As a reader of Danny Choo's blog, an Anime World Order listener and an as an animation student who's done volunteer work on Graduate Films, and currently volunteering on a short one and half minute pilot I feel I should give my point of view.

In pertaining to Anime World Orders comment on Otacool it should be pointed out plently of publications (magazines, books,etc) based on hobby based activities such as cosplay, collecting etc do the exact same thing Danny Choo did. They take photos of people with collections or get them to take photos and perhaps do some type of interview and depending on the publication and get photo permission. Quite a lot of the fan community likes sharing these hobbies, and their feeling is "This is my hobby and I want to share it. If I don't make any money so be it, and if someone else makes some money off it that's okay. This is a way I want to share my hobbies with other people."

HOWEVER,

Asking artists to do work for free on something that isn't a hobby for them is the problem of the industry right now.


People online and in real life are making the assumption people will do things for them (particularily anything artistic) for FREE. A lot of these people pretty much say "Well I can't draw. This person makes it look easy. It must be really quick for them to do this". I can't recall how many times me and many of my artist and or designer friends have been asked to create art, or digital CG work BY strangers for NO PAY. Or the lines like "maybe this webpage design you did for this online stupid pet game will SOMEDAY make money and I'll give you SOME of it even though all the artistic work is yours"

Now exposure is one thing. Companies do this all the time. They ask people if they are interested to create an art piece or mascot and in return they give them exposure. (I can't count how many companies are doing this now). This may or may not be reasonable considering how difficult it is for any artist to get a job at this point with the economy.

However, I really really hope Danny Choo is not serious about this. I read the Chinka article before but I really must have missed this:

"You have been involved with Otacool 1 and 2 and I want you to be involved with Chinka too. There will be scenes for you to illustrate or color in and we will feature your name in the credits. You get to have your work featured in an anime which I would say is a great opportunity for those who want to expose their work or get into the industry. More details to come. Hope you are as excited as I am!"

I assume this comes from Danny's lack of experience in the animation industry. He seems to have a great deal of experience in terms of anime merchandising due to his collaboration with Good Smile Company, Ami Ami,etc. He would never say "here make these anime figurines for free" but he would ask for cel shading for free? He knows bussiness but CLEARLY he does NOT KNOW animation as a craft or in its working stages.

Just even in terms of coloring I'd like to give the following example. (This is an example.

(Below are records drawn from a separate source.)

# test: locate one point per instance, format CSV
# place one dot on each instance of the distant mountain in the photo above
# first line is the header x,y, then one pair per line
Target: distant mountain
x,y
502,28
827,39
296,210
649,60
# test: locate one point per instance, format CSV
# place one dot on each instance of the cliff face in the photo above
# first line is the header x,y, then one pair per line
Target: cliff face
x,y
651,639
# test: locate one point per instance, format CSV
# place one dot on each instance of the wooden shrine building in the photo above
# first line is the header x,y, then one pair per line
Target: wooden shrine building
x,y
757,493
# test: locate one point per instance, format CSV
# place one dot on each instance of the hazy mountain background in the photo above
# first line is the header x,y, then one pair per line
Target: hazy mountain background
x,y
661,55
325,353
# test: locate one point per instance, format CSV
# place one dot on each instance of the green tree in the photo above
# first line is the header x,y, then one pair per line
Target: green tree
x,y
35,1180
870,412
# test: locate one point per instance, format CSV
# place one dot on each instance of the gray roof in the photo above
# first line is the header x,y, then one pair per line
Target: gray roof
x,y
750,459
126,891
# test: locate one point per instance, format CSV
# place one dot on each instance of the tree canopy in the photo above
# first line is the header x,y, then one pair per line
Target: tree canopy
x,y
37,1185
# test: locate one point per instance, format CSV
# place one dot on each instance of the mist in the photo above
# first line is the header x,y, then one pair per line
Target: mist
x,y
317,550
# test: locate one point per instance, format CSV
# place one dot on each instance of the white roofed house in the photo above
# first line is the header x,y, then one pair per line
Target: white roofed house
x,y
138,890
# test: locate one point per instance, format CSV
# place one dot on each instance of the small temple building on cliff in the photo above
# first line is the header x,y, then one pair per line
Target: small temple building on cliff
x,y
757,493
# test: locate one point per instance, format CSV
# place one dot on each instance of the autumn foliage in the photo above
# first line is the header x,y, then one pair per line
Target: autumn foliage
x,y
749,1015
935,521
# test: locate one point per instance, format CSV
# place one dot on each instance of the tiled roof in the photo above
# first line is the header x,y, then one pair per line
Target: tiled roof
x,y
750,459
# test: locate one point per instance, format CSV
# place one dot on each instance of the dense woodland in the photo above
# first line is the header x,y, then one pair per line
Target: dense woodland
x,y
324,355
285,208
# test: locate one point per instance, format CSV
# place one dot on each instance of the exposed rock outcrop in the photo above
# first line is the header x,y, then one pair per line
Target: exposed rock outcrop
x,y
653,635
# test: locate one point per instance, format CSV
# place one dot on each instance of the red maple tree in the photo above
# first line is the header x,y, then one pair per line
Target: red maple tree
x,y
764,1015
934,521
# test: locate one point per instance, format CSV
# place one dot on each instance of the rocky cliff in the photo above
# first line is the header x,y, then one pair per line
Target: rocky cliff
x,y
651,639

I don't have enough information on the actual production to give a more accurate one)

Let's say for the sake of arguement that Chinka will have extremely fluid animation (I'm ignoring held cells so bear with me). So lets say that the frame rate will be 24 frames per sec. So thats 24 drawings in one sec of animation. Now well say theres 60 secs in a minute so-

24 frames x 60 secs x 22 minutes x (for the sake of arguement) 12 episodes = 380,160 frames TO BE COLOURED. Keep in mind the fact it's cell shaded (not to a huge extent but for frame of reference lets keep this trailer in mind)

[url]
http://www.youtube.com/watch?v=VqjxmFZC-5Y[/url]

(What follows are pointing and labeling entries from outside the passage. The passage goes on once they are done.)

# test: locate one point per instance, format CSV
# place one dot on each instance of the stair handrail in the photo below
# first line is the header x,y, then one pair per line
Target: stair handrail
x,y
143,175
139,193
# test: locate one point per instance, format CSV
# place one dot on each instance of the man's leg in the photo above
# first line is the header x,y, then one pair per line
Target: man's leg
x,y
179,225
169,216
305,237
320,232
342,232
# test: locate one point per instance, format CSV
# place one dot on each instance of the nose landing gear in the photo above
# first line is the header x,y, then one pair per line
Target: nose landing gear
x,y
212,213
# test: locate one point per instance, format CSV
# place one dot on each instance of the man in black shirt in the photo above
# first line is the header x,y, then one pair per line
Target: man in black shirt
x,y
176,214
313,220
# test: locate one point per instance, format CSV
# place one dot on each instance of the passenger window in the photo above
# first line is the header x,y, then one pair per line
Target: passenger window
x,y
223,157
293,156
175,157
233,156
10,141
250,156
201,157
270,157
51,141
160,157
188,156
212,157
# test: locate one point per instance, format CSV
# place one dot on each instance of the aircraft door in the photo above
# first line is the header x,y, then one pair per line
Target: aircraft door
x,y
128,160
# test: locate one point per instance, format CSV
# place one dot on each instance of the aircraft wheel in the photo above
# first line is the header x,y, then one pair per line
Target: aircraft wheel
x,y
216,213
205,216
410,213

Notice the fact there is fire, backgrounds, intense special effects, fire trucks, uniforms, etc etc....

Now how many minutes would it take to do one frame in colour? Now many would it take to do 24? Plus how much longer does it take to colour the fire truck, or flames, or water? Let's say you it takes you 25 minutes a frames (a very very low estimate due to cell shading). Then Danny said heres a 3 second scene.

So 3 sec x 24 frames = 72 frames x 25 min = 600 minutes/60 minutes (1 hour) = 6 hours.

6 hours of free intensive labour. And if its anything like most Japanese animation companies. It's an episode a week schedule. Usually you get a couple scenes of a couple seconds (depending how many people are working). So say you get 5 scenes.

6 x 5 = 30 hours....Of free work.

I think now the issue is fairly clear.

I want you to keep in mind these are examples
. I have no idea whether this will be 12 episodes, 24 episodes, or an OVA. Photoshop colouring? Paint bucket the line art then cell shade over top? 3d with toon shading? Because me, and everyone else doesn't have full details we can't really make much in the way of assumptions.

But I really hope that people see why what Anime World Order is saying is such a big deal. Especially if Danny doesn't pay these people. Theres a difference between minor fan contribution and intensive volunteer work . I'm not sure how much Danny will be asking people to do who contribute on this. Maybe he'll give them the oppurtunity to animation some frames , or colour a few in. But if he's using them as his primary labour force for the series. This is a fairly big issue.

I can't say I mind say if Danny let people colour a few frames (maybe a few hours of volunteer work) in the entire series but not based on the intensive production scheduling and not as a primary force of labour.

1-3 hours of work for the entire series and your name in the credits for exposure. That I would fine with . But the fact that people now have to use this type of exposure points out major flaws on the industry in general.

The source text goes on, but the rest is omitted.